Cars are not escape vehicles in this scenario. There won’t be many erratic drivers, like the article claimed, because any car with a computer chip will be dead.

SFOGuysays...

I immediately wondered that; a low yield dirty bomb, at say, the UN on the Upper East Side would be a different EMP profile, I presume, from a higher yielded ship born bomb inside, say, a container which had cleared customs in Pakistan, and that would be different from a high altitude air burst, right? So, and the physics seems calculable if annoyingly in my past--you should be able to calculate a range of EMP from various yields?

The "Quora" answers are: a ground-based (ship based?) lower yield weapon has EMP effects of note to the 3 mile range.

An airburst would be a different issue. "Starfish Prime”. In this high altitude nuclear test, carried out in 1962, a 1.44 Mt warhead was detonated at a height of 400 km.
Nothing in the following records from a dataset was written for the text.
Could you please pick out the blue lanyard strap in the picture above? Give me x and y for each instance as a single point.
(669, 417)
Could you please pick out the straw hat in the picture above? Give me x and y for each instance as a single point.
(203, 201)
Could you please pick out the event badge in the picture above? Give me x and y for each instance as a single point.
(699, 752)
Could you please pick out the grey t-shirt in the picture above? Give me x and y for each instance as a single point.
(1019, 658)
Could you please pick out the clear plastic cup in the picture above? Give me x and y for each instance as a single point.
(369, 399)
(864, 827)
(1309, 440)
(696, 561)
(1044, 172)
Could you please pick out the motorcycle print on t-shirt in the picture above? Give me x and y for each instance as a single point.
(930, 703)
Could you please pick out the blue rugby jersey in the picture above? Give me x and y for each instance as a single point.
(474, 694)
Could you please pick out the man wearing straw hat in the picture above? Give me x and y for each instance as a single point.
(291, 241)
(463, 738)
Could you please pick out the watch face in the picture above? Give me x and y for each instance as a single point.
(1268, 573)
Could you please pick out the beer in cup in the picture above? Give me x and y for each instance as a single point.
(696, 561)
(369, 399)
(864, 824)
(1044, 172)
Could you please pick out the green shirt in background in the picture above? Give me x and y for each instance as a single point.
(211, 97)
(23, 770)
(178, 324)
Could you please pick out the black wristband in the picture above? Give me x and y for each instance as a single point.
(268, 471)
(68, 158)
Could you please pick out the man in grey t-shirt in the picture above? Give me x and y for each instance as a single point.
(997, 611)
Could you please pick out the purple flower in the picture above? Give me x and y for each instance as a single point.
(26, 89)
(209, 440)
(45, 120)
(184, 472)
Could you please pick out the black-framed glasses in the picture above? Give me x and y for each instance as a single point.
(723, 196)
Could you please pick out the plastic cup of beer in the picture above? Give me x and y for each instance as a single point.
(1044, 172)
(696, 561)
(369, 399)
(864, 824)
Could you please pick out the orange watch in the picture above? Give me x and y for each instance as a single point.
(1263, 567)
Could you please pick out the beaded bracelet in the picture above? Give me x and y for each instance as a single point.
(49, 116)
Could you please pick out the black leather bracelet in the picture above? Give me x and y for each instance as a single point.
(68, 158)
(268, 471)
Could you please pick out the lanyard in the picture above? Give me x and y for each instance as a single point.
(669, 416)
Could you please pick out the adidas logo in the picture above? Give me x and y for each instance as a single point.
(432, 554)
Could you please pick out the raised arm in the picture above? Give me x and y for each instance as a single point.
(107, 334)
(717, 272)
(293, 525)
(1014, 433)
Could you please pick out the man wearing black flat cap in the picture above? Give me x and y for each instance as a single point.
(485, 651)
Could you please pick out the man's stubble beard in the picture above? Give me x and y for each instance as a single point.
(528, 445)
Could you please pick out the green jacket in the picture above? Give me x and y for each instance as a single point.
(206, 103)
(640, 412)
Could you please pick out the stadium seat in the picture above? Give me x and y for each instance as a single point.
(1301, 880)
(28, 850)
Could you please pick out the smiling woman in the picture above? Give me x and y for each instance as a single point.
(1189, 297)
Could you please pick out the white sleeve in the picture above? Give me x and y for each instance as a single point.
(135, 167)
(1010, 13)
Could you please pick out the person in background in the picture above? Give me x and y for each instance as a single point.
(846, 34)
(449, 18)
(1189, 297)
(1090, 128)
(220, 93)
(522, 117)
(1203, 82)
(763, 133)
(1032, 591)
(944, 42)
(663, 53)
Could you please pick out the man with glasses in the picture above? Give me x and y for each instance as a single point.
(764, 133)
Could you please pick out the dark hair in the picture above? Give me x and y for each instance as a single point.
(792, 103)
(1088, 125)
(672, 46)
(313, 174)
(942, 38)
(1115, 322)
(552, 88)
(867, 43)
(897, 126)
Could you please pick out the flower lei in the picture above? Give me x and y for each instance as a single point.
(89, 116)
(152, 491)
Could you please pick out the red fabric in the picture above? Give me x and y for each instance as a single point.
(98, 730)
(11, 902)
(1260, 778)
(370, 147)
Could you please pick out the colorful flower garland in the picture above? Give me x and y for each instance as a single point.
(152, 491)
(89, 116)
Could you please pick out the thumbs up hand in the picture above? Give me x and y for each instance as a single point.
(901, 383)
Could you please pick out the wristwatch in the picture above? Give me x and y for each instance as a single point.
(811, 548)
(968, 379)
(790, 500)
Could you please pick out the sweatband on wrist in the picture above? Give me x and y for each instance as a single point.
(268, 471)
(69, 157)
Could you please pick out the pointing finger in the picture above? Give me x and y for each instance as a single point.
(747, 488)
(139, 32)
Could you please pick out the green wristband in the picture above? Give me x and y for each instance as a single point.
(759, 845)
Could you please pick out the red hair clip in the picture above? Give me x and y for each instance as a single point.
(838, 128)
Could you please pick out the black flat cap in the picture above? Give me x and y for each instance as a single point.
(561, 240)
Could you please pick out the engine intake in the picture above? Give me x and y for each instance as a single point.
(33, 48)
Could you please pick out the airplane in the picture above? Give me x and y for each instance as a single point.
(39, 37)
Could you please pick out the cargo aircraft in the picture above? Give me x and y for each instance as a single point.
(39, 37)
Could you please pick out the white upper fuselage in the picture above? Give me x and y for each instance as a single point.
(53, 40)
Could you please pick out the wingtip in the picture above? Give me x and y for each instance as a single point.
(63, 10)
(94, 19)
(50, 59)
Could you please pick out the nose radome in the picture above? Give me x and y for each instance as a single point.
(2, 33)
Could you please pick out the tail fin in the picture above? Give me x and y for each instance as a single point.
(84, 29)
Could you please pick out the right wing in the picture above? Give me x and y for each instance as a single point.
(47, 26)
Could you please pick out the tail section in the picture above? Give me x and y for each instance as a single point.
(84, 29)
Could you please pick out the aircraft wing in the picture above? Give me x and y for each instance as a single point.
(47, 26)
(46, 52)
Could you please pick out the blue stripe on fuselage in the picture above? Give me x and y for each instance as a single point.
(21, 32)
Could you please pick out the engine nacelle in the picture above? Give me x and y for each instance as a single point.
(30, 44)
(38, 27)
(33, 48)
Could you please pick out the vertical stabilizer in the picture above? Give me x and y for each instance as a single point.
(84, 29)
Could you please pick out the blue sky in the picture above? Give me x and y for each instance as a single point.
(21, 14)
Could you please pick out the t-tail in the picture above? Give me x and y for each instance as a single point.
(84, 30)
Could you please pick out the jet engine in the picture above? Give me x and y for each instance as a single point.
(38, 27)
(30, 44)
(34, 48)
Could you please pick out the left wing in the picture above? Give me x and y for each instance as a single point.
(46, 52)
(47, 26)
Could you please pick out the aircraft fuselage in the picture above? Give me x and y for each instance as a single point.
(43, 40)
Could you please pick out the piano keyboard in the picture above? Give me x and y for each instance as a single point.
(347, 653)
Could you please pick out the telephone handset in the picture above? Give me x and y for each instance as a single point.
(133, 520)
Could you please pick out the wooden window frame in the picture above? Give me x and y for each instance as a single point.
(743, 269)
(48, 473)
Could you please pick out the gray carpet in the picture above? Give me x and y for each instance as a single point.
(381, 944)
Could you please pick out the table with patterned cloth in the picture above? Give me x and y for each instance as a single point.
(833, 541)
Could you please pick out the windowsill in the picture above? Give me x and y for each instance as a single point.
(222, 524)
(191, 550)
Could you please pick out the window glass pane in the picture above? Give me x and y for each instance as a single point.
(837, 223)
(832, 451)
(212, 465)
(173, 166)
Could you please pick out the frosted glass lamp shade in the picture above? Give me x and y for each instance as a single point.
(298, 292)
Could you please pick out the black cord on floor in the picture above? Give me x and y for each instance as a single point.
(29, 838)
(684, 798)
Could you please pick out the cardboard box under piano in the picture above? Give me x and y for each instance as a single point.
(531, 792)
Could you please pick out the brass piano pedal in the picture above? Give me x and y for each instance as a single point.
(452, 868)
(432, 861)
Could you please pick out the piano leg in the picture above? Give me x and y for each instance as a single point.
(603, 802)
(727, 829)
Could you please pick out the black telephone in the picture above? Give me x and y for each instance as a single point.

Electrical damage, including burning out hundreds of street lamps was caused in Hawaii - about 1500 km from the point of detonation.

By contrast there was no direct blast damage at all at that range.

The maximal electric fields induced in the Starfish Prime EMP in Hawaii were estimated at 6 kV/m. At high latitudes the value could easily be ten times higher.

For electrical equipment to be damaged by an EMP from a nuclear detonation, the detonation point must be above the visual horizon.

A large yield weapon detonated 400 km above Kansas would have an EMP that extended across the entire continental US, but the ground intensity pattern of that EMP would be peaked towards the South of ground zero, it would not be symmetrical."

newtboysaid:

Sad that the article and @StukaFox both forgot the emp, that kills all electronics, making your car your tomb if it was made after 1980.
A car is only a decent shelter if it’s at the bottom of an underground parking structure that doesn’t collapse in the blast.
Cars are not escape vehicles in this scenario. There won’t be many erratic drivers, like the article claimed, because any car with a computer chip will be dead.